Jatinangor.itb.ac.id

Kampus ITB Ganesha memiliki luas sekitar 29 hektar dan dihuni 23.000 orang, yang merupakan akumulasi angka dari jumlah dosen, karyawan, dan para mahasiswa ITB. Dihitung-hitung dengan rumus kepadatan per luas daerah pun, kampus ITB Ganesha sudah tergolong padat karena seharusnya, kapasitas kampus ganesha ini hanya untuk 15.000 orang. Oleh karena latar belakang itulah, tercetus pembangunan ITB multikampus, yaitu pembangunan Kampus ITB baru di Jatinangor. Hal ini juga bertujuan untuk mendukung berbagai kegiatan ITB sebagai perguruan tinggi negeri yang unggul. Dengan pembangunan ITB Jatinangor ini, diharapkan dapat meningkatkan kualitas ITB dalam berkarya, demi mendukung tercapainya Visi ITB.

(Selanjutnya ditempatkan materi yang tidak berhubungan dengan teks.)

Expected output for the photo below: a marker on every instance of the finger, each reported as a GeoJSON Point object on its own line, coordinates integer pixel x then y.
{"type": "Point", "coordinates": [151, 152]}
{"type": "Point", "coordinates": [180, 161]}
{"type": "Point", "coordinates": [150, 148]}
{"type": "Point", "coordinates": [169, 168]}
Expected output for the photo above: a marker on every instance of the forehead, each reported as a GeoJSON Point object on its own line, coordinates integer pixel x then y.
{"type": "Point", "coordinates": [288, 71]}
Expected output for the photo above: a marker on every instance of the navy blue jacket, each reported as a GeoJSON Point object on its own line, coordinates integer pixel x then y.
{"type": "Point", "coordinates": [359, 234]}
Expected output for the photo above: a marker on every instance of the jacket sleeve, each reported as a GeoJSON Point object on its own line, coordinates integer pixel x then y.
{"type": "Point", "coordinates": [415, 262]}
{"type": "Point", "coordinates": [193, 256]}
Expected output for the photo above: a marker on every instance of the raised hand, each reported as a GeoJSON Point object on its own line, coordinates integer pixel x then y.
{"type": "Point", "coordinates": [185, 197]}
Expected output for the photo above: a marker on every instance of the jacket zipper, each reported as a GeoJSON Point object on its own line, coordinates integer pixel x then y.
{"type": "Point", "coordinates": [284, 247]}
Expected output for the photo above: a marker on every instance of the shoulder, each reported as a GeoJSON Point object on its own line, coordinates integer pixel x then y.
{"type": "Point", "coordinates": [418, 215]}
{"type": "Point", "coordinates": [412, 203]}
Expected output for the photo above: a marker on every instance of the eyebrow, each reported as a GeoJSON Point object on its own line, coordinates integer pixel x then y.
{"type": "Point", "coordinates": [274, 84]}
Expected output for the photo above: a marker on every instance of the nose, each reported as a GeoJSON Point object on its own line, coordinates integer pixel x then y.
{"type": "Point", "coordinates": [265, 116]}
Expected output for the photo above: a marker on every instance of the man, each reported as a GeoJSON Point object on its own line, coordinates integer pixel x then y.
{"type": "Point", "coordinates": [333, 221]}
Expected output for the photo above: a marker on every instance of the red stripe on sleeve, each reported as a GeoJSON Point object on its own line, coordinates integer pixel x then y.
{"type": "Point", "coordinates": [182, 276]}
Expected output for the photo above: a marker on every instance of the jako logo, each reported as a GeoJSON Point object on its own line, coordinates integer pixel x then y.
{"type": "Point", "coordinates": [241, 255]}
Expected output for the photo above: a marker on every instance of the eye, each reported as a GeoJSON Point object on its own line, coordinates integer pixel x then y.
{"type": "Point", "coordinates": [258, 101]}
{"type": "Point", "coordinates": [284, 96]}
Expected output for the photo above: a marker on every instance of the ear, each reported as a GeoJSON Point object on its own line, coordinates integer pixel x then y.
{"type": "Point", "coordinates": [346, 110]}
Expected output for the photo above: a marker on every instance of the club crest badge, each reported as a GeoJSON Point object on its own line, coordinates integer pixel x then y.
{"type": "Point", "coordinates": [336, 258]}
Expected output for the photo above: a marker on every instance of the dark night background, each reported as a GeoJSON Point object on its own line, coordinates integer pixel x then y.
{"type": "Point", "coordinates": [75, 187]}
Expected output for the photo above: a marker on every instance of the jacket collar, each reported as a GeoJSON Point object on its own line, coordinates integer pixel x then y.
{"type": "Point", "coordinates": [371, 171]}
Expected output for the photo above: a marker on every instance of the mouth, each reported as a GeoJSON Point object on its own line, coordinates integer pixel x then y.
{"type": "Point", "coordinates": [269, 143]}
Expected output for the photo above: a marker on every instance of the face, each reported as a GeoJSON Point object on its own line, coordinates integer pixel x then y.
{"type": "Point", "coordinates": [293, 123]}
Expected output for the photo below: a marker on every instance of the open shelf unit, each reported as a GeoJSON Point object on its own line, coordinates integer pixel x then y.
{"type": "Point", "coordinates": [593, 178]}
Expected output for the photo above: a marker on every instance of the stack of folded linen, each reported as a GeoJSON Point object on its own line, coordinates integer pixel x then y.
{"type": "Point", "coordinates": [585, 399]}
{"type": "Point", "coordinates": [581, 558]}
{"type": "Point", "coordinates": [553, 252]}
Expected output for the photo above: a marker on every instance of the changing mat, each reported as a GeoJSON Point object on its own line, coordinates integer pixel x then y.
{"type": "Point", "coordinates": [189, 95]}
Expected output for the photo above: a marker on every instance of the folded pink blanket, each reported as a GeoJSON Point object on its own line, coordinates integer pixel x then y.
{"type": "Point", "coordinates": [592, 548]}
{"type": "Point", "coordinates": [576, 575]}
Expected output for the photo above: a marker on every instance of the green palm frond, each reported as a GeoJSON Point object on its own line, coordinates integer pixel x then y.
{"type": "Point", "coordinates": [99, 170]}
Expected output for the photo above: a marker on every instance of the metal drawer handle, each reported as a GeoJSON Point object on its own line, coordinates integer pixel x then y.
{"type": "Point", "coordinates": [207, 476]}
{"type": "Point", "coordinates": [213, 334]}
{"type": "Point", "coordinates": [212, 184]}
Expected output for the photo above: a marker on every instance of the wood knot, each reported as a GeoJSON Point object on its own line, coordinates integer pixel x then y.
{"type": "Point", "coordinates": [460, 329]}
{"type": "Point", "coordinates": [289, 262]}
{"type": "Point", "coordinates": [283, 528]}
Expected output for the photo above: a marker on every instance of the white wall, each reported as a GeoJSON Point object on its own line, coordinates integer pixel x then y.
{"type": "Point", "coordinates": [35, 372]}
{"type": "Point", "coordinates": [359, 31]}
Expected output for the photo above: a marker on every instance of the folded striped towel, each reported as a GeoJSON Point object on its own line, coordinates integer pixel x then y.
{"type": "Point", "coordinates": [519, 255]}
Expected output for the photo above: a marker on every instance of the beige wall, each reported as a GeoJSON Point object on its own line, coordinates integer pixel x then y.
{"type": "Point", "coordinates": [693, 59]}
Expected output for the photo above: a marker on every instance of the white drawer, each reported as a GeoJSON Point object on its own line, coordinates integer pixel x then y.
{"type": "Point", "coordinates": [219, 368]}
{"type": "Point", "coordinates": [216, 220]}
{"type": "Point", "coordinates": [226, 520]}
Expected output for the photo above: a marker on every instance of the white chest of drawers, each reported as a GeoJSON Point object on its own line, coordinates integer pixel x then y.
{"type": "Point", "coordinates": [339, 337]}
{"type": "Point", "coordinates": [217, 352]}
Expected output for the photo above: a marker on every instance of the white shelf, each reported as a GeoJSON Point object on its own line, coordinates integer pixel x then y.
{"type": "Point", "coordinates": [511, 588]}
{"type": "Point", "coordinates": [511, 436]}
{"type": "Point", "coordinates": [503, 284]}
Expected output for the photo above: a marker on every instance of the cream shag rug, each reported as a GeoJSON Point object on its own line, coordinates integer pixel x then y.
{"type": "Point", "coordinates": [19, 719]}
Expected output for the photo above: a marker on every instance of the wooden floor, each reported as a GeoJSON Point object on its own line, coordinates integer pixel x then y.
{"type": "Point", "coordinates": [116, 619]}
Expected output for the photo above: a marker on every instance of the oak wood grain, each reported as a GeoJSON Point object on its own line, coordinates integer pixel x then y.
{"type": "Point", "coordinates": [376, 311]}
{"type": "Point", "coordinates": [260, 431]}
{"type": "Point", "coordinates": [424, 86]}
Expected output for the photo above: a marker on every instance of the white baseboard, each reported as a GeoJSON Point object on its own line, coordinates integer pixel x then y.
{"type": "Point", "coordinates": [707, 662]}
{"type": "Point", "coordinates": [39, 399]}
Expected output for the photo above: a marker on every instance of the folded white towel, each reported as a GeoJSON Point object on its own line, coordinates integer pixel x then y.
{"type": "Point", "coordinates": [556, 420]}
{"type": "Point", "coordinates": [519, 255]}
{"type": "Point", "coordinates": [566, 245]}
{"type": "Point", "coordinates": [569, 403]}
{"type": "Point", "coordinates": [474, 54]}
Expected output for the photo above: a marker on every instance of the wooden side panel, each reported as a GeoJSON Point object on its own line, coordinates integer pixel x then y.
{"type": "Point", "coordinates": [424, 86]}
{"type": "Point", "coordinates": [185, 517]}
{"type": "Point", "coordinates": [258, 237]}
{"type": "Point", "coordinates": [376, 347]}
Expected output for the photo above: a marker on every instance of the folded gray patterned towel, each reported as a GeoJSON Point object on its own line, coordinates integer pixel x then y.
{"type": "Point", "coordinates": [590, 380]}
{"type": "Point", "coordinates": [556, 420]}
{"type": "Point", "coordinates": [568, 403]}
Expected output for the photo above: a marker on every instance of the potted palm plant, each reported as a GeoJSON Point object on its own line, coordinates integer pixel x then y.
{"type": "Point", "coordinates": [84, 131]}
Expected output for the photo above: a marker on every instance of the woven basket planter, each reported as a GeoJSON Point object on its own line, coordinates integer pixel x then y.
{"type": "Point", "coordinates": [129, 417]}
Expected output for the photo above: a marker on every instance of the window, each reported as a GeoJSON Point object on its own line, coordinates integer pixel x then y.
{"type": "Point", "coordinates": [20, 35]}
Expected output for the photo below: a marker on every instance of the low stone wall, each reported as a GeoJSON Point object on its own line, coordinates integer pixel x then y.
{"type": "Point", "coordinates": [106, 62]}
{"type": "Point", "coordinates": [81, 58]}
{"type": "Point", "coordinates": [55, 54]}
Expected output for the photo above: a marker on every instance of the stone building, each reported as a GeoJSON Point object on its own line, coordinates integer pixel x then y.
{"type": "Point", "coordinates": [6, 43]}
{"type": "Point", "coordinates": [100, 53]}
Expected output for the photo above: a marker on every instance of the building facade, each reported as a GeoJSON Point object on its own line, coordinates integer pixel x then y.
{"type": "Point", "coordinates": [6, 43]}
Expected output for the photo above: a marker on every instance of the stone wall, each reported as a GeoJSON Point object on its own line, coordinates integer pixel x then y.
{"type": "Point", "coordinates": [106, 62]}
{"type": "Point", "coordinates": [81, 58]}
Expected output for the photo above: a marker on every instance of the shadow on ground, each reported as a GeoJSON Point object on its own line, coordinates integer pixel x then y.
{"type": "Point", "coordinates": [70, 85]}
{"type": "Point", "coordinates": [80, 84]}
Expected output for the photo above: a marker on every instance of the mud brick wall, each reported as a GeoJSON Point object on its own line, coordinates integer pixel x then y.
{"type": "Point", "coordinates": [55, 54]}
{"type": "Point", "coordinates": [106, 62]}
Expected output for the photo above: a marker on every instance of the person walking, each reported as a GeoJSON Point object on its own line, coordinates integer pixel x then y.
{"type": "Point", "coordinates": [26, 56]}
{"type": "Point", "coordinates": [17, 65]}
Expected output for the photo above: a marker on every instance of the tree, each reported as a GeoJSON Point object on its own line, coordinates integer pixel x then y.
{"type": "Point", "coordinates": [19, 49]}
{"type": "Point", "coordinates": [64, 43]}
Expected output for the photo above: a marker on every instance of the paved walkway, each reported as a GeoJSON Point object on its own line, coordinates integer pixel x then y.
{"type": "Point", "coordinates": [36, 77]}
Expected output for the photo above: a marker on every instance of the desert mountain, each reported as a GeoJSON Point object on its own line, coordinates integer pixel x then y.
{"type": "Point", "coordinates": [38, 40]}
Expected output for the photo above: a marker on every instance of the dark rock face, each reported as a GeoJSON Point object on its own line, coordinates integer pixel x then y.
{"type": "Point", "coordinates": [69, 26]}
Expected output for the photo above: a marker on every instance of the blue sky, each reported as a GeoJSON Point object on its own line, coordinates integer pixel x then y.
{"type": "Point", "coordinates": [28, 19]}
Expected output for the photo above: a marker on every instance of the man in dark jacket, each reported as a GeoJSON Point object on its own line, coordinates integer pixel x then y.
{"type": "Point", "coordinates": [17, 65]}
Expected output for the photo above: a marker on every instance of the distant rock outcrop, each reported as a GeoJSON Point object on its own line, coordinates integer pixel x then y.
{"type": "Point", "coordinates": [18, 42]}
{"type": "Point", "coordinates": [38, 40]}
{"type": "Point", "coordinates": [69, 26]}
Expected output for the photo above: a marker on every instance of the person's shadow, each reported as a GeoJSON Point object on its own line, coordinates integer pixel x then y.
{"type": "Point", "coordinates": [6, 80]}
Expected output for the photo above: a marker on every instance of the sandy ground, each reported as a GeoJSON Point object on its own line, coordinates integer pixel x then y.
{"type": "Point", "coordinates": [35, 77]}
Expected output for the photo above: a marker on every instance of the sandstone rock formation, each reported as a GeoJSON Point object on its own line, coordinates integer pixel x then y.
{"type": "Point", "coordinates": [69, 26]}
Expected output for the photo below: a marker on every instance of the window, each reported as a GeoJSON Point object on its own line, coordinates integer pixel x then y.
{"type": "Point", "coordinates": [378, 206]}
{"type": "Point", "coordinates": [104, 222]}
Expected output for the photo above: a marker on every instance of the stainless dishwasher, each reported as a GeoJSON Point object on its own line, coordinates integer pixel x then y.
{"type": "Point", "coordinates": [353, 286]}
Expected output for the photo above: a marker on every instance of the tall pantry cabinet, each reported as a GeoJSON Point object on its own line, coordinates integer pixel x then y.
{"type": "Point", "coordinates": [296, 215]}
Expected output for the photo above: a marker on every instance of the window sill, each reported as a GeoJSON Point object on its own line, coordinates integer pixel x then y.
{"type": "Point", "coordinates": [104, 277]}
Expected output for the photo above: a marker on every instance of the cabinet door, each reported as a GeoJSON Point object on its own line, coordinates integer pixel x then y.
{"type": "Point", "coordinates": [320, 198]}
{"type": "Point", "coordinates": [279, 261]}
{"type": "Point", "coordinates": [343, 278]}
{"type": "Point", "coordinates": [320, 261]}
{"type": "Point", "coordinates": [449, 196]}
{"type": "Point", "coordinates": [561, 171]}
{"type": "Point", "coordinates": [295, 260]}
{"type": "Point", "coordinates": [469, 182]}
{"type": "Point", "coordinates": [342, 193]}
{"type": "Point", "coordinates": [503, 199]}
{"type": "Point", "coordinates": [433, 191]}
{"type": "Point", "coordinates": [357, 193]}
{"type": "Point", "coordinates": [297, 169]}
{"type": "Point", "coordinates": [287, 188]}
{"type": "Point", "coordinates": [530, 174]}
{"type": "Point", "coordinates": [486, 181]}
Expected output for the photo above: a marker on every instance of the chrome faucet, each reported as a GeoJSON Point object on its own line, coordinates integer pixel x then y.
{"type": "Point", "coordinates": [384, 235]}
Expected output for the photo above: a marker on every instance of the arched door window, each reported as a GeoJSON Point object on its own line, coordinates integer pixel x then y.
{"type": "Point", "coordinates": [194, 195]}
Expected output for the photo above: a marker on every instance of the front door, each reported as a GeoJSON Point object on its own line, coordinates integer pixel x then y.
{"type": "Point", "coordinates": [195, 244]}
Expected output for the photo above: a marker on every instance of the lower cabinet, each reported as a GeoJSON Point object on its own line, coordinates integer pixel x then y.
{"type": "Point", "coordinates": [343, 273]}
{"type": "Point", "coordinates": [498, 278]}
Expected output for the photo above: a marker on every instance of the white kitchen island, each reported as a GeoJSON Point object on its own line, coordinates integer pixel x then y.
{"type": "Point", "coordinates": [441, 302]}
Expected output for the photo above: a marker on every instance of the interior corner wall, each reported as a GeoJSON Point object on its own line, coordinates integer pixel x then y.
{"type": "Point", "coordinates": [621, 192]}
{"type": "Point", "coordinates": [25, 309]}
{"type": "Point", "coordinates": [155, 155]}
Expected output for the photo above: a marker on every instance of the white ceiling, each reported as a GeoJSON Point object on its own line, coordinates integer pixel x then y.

Institut Teknologi Bandung (ITB) Kampus Jatinangor sebagai salah satu bagian dari ITB Multikampus, keberadaannya diawali oleh perjanjan kerjasama dengan pemerintah Provinsi Jawa Barat dalam hal Peningkatan Kualitas Sumberdaya Manusia. Kesepakatan ini tertuang dalam perjanjian kerjasama yang ditandatangi pada tanggal 27 Januari 2010 dengan nomor 073/02/otdksm dan No. 022/K01/DN/2010.

Perjanjian tersebut diadendum melalui kesepakatan addendum pertama, tanggal 31 Desember 2010 No. 065/K01/KM/2010 yang diikuti oleh adendum kedua No. 073/01/PBD dan 004/IJLA/KM/2013 pada tanggal 18 Januari 2013.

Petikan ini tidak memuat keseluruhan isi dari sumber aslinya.